Taking the example of Mini Israel, when we stand alongside a Knesset building that is only half our height, or less, even though we know the inversion in size is just temporary, the juxtaposition is balm to an ego under constant assault from a too-fast-changing world.
‘CAN short people wear tall shoes?” I once heard a small child ask her mother. I’d have loved to know her reply, but they moved out of earshot.
The mother’s answer might well have been, “Kim Jong-Il does.”
The North Korean dictator is known to wear five-inch platforms. Without them, in his socks, he stands at less than five feet, according to some sources.
The phrase “Napoleon complex” (Bonaparte reportedly measured between five-two and five-seven) illustrates the truism that lack of height doesn’t impact the exercise of power. Indeed, the opposite often holds true.
It’s quite disturbing how many leaders in our own time have been – to echo the philosopher Hobbes – nasty, brutish and short.
While Hitler was five foot eight or nine, Stalin was just five-six, and Mussolini not much more than five feet tall. The New Yorker has put Mahmoud Ahmadinejad’s height at five-four. Yasser Arafat was five foot two.
“If you think you are too small to be effective, you have never been in bed with a mosquito,” declared coiner of aphorisms Betty Reese.
‘I AM sick of being a shorty,” writes one blogger on the Internet. “For those of you that were blessed with height, I am insanely jealous... Not only can you reach stuff, but you get to eat more.”
“ I love being short,” counters another.
“You can fit into a lot of stuff like a locker to hide from bullys [sic]. Granted you are also small enough to get stuffed in one, but that’s a chance I am willing to take.”
It’s a point of view.
“I always have an excuse to get someone else to change lightbulbs,” enthuses a third, “and I don’t fall as far when I trip.” Moreover, “my feet will never hang off the end of a bed.”
Yet more: “My height wouldn’t cause difficulties for me when traveling in pretty much any foreign country... and I generally don’t have to look out for low-hanging branches.
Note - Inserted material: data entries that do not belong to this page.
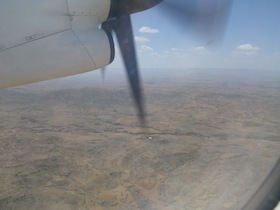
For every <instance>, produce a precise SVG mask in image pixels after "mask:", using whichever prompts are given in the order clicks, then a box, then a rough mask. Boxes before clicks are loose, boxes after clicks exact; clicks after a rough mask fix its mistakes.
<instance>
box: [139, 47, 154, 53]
mask: <svg viewBox="0 0 280 210" xmlns="http://www.w3.org/2000/svg"><path fill="white" fill-rule="evenodd" d="M141 50H142V51H145V52H147V51H149V52H152V51H154V49H153V48H151V47H149V46H147V45H141Z"/></svg>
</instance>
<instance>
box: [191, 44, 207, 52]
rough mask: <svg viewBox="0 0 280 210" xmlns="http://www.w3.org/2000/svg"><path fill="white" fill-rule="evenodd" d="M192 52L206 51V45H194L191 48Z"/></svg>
mask: <svg viewBox="0 0 280 210" xmlns="http://www.w3.org/2000/svg"><path fill="white" fill-rule="evenodd" d="M190 51H191V52H199V53H204V52H206V51H207V50H206V48H205V47H202V46H199V47H192V48H191V49H190Z"/></svg>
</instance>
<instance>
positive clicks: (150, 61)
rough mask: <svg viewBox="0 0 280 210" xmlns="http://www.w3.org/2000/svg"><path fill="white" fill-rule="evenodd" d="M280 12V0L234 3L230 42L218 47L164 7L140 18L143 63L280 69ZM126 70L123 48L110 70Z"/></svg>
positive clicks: (141, 49) (150, 10)
mask: <svg viewBox="0 0 280 210" xmlns="http://www.w3.org/2000/svg"><path fill="white" fill-rule="evenodd" d="M279 11H280V1H279V0H233V4H232V7H231V13H230V17H229V20H228V23H227V26H226V31H225V34H224V38H223V40H222V41H219V42H217V43H215V44H212V45H208V44H207V40H206V39H197V37H196V36H195V35H194V34H192V33H187V32H186V31H187V30H185V31H184V30H180V28H179V25H178V24H177V23H176V22H175V21H174V20H172V19H170V18H169V17H168V16H167V15H166V14H165V13H164V12H162V11H160V9H159V8H156V7H155V8H152V9H150V10H147V11H145V12H141V13H137V14H134V15H132V21H133V27H134V35H135V41H136V47H137V55H138V62H139V65H140V67H141V68H238V69H244V68H245V69H264V70H265V69H273V70H280V23H279V21H280V12H279ZM116 48H118V46H117V45H116ZM122 66H123V65H122V61H121V58H120V55H119V50H118V49H117V50H116V58H115V61H114V62H113V63H112V64H111V65H110V67H113V68H116V67H117V68H119V67H122Z"/></svg>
I will never hit my head on a door-frame unless I am wildly uncoordinated, and I can sit comfortably in most adult-sized chairs and drive comfortably in most cars.” (Not to mention fitting into economy seats on airplanes.) Finally, “I have a lower cancer and heart disease risk than my tall peers, and am less likely to die in a car crash.”
FOR me, my height has always been a mixed blessing.
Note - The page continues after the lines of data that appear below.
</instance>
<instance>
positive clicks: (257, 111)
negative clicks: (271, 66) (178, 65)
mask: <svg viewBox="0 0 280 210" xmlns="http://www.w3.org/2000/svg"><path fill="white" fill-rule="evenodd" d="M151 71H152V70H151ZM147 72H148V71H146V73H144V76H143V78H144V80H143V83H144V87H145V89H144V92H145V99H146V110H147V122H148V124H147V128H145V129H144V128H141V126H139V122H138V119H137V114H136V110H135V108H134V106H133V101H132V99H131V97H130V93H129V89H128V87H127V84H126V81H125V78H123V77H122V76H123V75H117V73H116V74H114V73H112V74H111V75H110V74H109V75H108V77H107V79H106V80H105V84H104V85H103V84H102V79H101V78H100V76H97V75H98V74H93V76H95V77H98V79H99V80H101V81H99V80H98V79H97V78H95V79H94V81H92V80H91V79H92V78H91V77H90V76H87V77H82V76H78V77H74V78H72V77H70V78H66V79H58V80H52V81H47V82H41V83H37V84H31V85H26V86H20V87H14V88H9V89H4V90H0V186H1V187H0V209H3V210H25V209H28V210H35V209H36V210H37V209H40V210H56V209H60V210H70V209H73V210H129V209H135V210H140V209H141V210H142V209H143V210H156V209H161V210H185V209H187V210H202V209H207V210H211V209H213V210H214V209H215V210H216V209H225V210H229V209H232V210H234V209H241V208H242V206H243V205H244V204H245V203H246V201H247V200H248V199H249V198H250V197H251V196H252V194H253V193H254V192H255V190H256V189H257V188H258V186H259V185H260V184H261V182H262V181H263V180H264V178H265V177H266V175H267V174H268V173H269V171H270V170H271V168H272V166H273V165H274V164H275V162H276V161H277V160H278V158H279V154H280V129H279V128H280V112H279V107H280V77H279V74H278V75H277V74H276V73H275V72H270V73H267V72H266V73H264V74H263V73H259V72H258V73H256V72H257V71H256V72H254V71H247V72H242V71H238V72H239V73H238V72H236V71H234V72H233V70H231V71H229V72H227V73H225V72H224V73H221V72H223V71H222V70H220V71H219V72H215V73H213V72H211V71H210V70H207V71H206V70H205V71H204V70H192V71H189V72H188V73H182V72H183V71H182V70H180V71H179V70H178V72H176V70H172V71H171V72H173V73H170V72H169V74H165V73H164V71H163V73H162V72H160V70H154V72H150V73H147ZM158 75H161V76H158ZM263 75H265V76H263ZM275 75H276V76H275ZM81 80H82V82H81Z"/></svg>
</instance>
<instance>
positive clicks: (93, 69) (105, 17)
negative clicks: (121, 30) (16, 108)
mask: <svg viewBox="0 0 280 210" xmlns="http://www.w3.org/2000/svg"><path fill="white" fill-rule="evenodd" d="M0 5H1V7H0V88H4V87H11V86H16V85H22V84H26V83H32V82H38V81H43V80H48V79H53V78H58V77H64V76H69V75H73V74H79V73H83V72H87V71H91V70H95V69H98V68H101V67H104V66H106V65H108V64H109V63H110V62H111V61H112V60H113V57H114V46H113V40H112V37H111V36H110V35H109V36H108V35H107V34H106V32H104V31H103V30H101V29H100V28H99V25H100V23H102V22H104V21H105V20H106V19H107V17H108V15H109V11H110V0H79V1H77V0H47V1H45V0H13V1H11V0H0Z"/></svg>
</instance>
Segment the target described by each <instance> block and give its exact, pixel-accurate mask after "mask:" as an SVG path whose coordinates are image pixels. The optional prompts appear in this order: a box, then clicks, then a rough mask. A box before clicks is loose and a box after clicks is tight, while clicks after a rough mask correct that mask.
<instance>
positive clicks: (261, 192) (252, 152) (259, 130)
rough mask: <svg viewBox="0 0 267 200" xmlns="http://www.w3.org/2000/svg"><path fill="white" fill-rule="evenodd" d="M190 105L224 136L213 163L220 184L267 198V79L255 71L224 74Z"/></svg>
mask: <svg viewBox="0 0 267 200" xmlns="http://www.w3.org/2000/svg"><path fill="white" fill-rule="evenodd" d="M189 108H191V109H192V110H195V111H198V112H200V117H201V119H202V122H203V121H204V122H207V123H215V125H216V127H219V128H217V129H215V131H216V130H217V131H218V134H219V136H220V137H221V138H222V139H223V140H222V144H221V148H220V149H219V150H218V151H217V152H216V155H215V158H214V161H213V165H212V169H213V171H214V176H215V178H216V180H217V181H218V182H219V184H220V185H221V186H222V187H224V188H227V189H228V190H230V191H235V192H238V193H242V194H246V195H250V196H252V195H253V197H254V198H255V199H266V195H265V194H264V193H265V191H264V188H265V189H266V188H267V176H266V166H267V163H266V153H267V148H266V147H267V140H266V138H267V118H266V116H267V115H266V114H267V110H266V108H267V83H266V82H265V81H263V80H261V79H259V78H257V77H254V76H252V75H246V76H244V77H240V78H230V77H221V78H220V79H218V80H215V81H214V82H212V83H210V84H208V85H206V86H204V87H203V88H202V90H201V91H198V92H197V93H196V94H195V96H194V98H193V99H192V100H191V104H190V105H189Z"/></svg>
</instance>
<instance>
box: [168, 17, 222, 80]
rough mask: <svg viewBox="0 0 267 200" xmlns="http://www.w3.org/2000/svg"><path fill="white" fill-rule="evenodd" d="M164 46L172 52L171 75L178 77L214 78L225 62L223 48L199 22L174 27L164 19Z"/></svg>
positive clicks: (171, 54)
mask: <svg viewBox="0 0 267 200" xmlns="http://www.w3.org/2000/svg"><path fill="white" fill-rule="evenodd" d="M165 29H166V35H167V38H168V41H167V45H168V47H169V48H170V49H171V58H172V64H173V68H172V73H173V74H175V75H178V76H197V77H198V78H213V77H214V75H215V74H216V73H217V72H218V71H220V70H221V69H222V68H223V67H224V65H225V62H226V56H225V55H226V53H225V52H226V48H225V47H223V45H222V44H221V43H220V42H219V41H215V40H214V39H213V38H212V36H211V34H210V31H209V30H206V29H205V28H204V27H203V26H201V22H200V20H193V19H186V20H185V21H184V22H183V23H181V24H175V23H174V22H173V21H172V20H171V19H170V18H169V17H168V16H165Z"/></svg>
On the one hand, I’ve enjoyed being able to wear children’s clothes as well as adults’; hardly ever, in my dating days, met a guy who was too short; and learned to accept, if not exactly love, being called “cute” and “sweet.”
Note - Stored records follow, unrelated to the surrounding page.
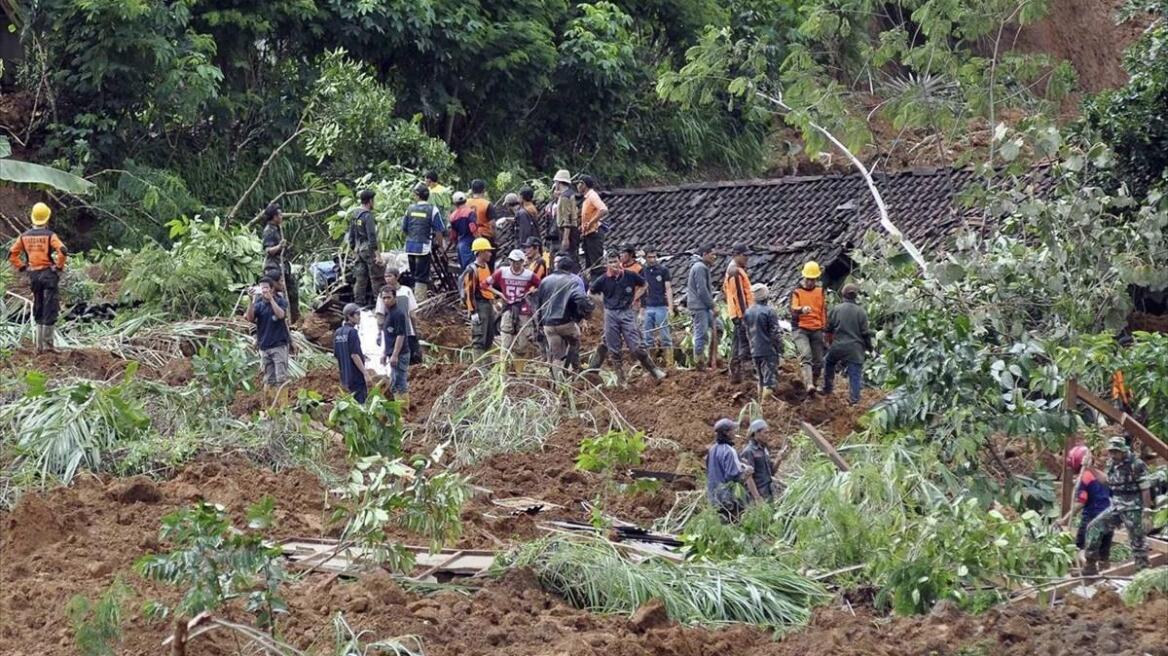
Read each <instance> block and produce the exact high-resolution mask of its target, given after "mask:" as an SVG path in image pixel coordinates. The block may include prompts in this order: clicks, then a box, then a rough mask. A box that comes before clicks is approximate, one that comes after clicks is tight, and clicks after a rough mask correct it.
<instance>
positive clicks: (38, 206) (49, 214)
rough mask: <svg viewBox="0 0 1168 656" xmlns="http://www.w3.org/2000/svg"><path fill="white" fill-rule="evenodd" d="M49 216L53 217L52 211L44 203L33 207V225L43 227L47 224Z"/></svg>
mask: <svg viewBox="0 0 1168 656" xmlns="http://www.w3.org/2000/svg"><path fill="white" fill-rule="evenodd" d="M50 216H53V210H50V209H49V205H47V204H44V203H36V204H35V205H33V225H44V224H46V223H48V222H49V217H50Z"/></svg>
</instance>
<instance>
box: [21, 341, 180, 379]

On the other hand, I’ve yearned to be slender and willowy; to see easily over people’s heads in a crowd; to look someone in the eye when we’re both standing, and to not feel as if I’m in a pine forest while waiting in line.
The grass often does look greener in the other guy’s garden; but then, you can grow some pretty nice stuff in your own if you cultivate it.
I guess Westerners whose short stature really bugs them could relocate to an Asian country – where they may suddenly find themselves seen as tall.
A FRIEND who read this piece before publication commented that short women are often viewed as bossy and controlling.
“To borrow your motif,” she said, smiling, “the home and family are a sort of miniature of society as a whole, where the woman, powerful though her position is, must ‘rule’ gently and wisely for the unit to function optimally. Bossiness is counterproductive.”
Are you referring to me? I asked her, suspiciously. “Not necessarily,” she replied. “But forewarned is forearmed.”